The Congressional Black Caucus is holding their annual conference in Washington, D.C. this week. The AFRO is reprinting this 1971 article about the founding members of the Black Caucus meeting with President Richard Nixon, one of the first actions the group took.
By Ruth Jenkins
April 3, 1971
Washington-A historic meeting and a historic date were combined in the 95-minute session which the Congressional Black Caucus spent with President Nixon last Thursday discussing “the harsh conditions under which too many poor, black and other oppressed Americans are forced to live.”
They submitted to the President 60 recommendation for “persistent and far-reaching action” toward changing these conditions and set the historic date of May 17 as the deadline for Mr. Nixon to report progress along these lines to them and the nation.
May 17 was the date in 1954 when the Supreme Court outlawed racial segregation in public schools. This date in the words of Rep. Charles C. Diggs, of Michigan, chairman of the Black Caucus, “ushered in a new era of racial revolution.”
The Black Caucus is made up of the 12 black members of the House of Representatives. They happen to be Democrats, but point out that their interests and concerns in this case are non-partisan. In addition to Cong. Diggs, they are:
Augustus F. Hawkins of California, who serves as vice chairman; Charles B. Rangel of New York, secretary; Shirley Chisholm of New York; Louis Stokes of Ohio; George W. Collins of Illinois; John Conyers Jr. of Michigan; Ronald V. Dellums of California; Parren Mitchell of Maryland and Robert N. C. Nix of Pennsylvania.
By special invitation of President Nixon, the Rev. Walter Fauntroy participated in the discussions. He was elected Tuesday as a non-voting delegate to the Congress from the District of Columbia.
They called it “historic” and said Mr.

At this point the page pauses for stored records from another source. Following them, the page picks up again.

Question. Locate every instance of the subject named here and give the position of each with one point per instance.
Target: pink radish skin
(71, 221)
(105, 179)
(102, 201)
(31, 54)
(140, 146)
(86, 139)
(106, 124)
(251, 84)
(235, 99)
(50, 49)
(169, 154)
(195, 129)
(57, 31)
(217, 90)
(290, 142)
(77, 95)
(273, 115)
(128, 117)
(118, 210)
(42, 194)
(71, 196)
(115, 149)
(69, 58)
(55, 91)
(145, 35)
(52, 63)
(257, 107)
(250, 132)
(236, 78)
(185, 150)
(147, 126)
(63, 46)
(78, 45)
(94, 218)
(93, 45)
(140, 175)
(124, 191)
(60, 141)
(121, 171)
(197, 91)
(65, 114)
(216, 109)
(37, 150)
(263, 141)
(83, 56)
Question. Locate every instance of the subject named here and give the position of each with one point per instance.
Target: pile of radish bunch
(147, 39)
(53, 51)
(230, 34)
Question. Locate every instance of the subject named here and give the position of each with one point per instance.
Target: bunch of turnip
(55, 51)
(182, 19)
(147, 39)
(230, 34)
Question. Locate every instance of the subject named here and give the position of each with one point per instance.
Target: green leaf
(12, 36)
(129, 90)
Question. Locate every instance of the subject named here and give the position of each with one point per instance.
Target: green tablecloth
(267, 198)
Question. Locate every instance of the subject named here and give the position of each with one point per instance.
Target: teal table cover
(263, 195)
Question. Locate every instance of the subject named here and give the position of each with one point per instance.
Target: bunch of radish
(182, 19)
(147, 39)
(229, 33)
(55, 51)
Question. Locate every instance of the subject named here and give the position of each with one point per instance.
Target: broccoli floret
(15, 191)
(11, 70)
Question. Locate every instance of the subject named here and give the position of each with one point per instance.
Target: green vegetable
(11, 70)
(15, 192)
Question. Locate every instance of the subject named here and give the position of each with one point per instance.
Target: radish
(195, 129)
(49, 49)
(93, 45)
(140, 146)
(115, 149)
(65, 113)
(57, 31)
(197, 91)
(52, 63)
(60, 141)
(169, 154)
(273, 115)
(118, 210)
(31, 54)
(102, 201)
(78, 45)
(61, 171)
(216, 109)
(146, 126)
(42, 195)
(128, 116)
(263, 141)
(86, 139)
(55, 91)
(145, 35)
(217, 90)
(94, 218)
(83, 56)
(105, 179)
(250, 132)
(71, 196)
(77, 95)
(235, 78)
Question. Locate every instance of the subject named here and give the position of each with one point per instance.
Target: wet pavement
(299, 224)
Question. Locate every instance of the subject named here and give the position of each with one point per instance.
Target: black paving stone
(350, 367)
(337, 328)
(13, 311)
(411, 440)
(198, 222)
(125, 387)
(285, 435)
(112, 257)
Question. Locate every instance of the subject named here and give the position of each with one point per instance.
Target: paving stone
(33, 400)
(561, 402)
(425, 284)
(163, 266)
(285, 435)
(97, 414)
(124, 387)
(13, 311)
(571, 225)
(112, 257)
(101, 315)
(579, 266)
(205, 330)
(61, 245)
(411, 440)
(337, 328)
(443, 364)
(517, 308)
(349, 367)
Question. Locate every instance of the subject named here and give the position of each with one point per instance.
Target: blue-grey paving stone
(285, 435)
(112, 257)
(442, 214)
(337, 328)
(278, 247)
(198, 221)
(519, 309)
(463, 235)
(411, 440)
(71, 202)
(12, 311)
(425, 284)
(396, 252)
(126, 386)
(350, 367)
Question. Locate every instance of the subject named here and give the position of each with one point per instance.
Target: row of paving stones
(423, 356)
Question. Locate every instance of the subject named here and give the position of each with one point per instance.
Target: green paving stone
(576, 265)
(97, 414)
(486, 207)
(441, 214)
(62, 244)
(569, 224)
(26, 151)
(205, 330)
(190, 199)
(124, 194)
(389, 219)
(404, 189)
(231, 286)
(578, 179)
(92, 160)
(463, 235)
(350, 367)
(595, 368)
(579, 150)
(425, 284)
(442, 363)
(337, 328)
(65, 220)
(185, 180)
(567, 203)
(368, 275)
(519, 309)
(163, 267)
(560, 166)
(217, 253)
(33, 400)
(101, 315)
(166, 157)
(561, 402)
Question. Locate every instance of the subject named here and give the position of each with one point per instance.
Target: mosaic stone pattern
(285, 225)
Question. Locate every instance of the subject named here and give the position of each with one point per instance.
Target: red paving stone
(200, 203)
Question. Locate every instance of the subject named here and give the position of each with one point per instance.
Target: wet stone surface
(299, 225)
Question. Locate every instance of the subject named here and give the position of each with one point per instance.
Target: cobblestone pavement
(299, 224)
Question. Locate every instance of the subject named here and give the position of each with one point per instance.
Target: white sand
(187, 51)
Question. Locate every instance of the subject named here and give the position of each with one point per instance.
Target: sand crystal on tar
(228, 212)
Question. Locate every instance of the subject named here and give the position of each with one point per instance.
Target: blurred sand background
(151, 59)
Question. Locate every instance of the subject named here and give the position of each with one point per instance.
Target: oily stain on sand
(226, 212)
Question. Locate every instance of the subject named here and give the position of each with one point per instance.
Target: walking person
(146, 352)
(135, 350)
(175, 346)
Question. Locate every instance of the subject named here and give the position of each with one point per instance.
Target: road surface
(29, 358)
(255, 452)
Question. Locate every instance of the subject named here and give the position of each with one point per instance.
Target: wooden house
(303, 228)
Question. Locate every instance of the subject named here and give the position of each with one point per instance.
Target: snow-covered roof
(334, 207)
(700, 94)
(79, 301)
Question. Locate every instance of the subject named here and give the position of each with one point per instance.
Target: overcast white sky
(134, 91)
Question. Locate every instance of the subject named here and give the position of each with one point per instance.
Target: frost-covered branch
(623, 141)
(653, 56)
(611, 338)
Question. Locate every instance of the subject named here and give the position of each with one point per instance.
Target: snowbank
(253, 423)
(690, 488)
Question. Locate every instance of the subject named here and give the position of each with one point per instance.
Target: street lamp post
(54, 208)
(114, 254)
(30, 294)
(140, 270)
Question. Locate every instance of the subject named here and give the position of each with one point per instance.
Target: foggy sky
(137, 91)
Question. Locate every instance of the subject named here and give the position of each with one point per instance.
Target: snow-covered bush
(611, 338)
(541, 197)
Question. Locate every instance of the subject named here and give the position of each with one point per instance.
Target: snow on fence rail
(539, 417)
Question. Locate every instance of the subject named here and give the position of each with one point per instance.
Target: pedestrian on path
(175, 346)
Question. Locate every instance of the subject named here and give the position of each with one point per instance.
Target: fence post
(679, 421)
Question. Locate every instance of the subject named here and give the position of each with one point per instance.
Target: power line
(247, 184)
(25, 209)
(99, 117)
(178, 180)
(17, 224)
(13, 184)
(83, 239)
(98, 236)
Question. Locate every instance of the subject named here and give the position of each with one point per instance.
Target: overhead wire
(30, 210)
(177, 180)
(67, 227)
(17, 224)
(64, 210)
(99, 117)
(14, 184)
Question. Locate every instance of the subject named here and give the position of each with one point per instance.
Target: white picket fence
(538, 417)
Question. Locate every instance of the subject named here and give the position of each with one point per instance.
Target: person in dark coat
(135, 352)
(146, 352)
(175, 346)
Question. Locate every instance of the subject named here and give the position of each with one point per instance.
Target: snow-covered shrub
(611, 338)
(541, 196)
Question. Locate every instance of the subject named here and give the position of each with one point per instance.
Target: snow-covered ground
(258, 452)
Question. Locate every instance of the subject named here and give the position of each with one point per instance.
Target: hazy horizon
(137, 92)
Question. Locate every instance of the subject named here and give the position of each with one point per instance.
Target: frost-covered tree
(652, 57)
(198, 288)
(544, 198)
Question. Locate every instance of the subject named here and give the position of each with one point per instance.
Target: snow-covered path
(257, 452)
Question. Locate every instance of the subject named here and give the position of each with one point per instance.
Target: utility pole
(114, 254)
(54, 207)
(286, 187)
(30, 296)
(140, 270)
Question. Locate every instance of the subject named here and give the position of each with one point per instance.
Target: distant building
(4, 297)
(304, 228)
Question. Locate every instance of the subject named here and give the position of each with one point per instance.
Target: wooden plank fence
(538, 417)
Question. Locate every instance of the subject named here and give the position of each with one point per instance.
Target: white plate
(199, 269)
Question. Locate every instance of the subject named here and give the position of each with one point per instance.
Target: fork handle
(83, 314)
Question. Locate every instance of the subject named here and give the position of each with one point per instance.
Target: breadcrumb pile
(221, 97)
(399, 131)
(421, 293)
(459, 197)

Nixon used the word “worthwhile” referring to this meeting which came from fruition after a 14-month delay, establishing a dialogue with the Administration which they hope will be continuous.
They said, “He listened but we don’t know if he heard. If he didn’t hear, both his administration and the country will suffer.”
They told Mr. Nixon that their recommendations represent not only their own deep concerns, but the expressed concerns of organizations and individuals from all over the country.
They said, “Our people are no longer asking for equality as a rhetorical promise. They are demanding from the national Administration and from elected officials without regard to party affiliation, the only kind of equality that ultimately has any real meaning—equality of results.”
In their recommendations, the congressmen focused attention on executive action that can be taken immediately.
“Some could be taken today,” they pointed out, and “certainly by May 17.”
Rep. Mitchell said that two utterances by President Nixon had struck the group profoundly.
First when he told them, “If I were you, I would be doing the same thing. Coming here, fighting for the rights of black people,” and secondly when he candidly admitted that black America long has been and still is being treated unfairly.